"Heroes" Top 5 Page for this destination Libya Things to Do Tip by TheWanderingCamel
Libya Things to Do: 206 reviews and 690 photos
The first half of the 20th century saw great deeds of heroism and fortitude played out in the defence of freedom in the deep wadis and desert wastes of eastern Libya, first by local warriors who took on the invading Italians and then the should-have-been-defeated Allies who turned rout into victory as they held out against the numerically far superior German army at Tobruk.
You need to be a fairly determined pilgrim to make it to the quiet places where the memorials to these heroes are to be found.
Omar al-Mukhtar, the leader of the Sanussi rebels who defied the Italians was finally captured and executed. There's nothing grand or imposing about his memorial - it's just a fading portait on a sign hanging from the rusting iron girders of a Bailey bridge deep in the base of the Wadi al-Kuf. You need to take a detour from the main road to drive through the valley - the majority of those who drive this way each day speed over it, across the modern bridge and on to their destination. Those who do come - and many Libyans do more than once in their lives - do so in a spirit of homage to the elderly man whose white beard and quiet face bely the fierce determination and fighting spirit that earned him the name "Lion of the Desert" and a place in history as Libya's most honoured hero.
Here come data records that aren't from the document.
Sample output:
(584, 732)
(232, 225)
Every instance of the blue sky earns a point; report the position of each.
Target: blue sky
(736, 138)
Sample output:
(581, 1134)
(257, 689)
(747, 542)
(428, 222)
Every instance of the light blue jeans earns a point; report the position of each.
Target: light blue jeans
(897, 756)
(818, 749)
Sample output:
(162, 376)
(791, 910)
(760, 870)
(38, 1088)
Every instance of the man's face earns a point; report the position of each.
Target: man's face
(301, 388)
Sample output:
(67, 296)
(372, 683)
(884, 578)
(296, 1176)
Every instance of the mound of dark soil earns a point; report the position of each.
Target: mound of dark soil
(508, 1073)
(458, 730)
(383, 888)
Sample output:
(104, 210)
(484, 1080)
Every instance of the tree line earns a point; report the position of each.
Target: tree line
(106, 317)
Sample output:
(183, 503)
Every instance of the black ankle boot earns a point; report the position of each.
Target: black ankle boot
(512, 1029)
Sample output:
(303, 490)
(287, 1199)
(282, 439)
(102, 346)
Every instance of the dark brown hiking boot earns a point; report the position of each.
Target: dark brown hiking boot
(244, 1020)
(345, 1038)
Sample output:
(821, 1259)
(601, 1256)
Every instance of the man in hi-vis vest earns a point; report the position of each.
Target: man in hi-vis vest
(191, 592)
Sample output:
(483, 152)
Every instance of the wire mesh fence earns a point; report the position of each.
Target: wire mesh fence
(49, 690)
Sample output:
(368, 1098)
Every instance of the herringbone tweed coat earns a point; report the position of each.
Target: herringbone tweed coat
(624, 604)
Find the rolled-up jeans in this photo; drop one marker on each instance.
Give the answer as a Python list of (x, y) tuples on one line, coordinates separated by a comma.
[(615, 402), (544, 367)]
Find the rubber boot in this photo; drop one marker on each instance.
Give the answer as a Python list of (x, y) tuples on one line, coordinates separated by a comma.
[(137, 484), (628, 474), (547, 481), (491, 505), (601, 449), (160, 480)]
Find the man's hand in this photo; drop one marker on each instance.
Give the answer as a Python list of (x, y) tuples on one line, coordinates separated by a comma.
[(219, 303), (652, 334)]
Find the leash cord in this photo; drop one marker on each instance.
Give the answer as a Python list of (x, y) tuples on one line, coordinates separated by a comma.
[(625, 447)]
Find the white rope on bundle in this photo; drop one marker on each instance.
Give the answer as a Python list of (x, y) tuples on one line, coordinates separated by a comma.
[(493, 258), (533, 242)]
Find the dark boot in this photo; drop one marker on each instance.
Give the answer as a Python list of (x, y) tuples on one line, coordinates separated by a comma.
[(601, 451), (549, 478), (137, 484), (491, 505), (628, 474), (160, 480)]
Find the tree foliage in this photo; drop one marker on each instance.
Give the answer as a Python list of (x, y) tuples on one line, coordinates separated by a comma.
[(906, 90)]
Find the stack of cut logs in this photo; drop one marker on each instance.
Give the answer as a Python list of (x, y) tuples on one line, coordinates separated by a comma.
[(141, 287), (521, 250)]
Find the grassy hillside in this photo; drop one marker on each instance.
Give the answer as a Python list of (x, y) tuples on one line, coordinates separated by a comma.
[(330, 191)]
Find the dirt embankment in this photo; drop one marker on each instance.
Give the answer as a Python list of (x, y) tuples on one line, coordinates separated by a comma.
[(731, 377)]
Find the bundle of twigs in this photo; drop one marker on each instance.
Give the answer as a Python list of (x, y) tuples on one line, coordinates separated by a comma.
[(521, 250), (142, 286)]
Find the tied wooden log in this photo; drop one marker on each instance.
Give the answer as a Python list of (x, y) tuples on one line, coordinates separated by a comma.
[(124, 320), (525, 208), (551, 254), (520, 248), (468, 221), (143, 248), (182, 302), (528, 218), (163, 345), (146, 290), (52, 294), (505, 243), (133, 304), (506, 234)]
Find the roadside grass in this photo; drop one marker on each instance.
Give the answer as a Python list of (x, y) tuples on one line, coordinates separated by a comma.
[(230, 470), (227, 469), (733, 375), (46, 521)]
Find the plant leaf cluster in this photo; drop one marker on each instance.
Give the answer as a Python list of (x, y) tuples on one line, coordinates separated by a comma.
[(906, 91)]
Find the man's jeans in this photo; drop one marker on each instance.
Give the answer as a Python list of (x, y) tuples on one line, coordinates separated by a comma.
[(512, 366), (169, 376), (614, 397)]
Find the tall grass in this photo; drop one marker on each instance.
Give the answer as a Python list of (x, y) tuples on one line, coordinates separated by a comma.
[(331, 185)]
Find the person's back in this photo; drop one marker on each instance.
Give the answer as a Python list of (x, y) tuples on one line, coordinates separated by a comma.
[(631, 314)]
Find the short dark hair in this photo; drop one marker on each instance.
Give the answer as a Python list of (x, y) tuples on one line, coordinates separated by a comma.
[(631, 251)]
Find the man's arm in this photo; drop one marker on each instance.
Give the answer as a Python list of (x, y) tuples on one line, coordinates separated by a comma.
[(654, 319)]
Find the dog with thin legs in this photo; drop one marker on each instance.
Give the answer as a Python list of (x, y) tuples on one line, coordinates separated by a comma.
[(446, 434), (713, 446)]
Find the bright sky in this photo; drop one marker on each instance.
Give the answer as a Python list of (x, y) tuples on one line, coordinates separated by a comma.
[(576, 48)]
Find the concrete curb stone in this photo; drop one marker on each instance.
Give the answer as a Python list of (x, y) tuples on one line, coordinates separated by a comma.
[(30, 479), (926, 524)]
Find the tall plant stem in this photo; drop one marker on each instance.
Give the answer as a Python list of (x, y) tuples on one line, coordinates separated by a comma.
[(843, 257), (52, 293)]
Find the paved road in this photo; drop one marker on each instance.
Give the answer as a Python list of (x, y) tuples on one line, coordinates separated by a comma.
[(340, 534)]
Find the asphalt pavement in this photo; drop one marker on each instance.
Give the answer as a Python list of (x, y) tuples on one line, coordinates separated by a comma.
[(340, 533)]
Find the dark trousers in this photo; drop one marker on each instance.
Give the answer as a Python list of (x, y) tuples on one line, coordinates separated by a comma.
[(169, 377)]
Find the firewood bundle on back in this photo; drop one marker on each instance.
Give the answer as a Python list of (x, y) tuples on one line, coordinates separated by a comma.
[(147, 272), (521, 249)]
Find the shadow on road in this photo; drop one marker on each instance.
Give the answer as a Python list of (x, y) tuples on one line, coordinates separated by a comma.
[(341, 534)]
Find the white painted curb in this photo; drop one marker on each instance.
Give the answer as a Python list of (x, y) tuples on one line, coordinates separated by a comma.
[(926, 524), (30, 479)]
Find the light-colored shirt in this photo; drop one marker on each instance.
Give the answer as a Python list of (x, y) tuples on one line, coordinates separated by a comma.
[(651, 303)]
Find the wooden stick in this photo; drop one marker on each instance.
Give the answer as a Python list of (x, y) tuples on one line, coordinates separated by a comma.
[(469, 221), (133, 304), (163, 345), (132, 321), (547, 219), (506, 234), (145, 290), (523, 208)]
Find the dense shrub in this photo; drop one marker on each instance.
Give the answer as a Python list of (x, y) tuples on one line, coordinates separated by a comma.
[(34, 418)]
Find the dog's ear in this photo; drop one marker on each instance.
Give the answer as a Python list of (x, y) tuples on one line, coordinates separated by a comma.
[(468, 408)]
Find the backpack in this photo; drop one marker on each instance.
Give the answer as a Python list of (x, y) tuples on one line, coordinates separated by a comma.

Just 22 years after al-Mukhtar's death, the small but strategic town of Tobruk, almost on the Egyptian border, was the setting for some of WW2's fiercest fighting and the scene of a bitter siege that lasted 240 days. Having advanced relentlessly across North Africa, Rommel's Afrika Korps seemed invincible as they swept into the eastern seaport of Tobruk and they fully expected the Allied troops trapped there to crumble before their onslaught and constant air raids. Instead of surrendering, the Allies - Australian, British, Polish, Czech, Indian, Canadian, South African and New Zealanders, dug themselves into a line of trenches and tunnels encircling the town and, for the next eight months waged a war that brought the enemy to a state of complete exhaustion and the first major Axis defeat of the war.
The graves of the 12,000 servicemen who lost their lives in the battles here bring pilgrims to Tobruk these days and the words of Albert Schweitzer carved into the German memorial speak for them all - "The graves of dead soldiers are the greatest messengers of peace" - and those who come here usually visit all the cemeteries - Commonwealth, French and the German, no matter what their nationality.
Directions: Wadi al-Kuf is 20km to the east of Qasr Libya. If you're not on a tour, the only way to get there is by taxi from Al-Bayda.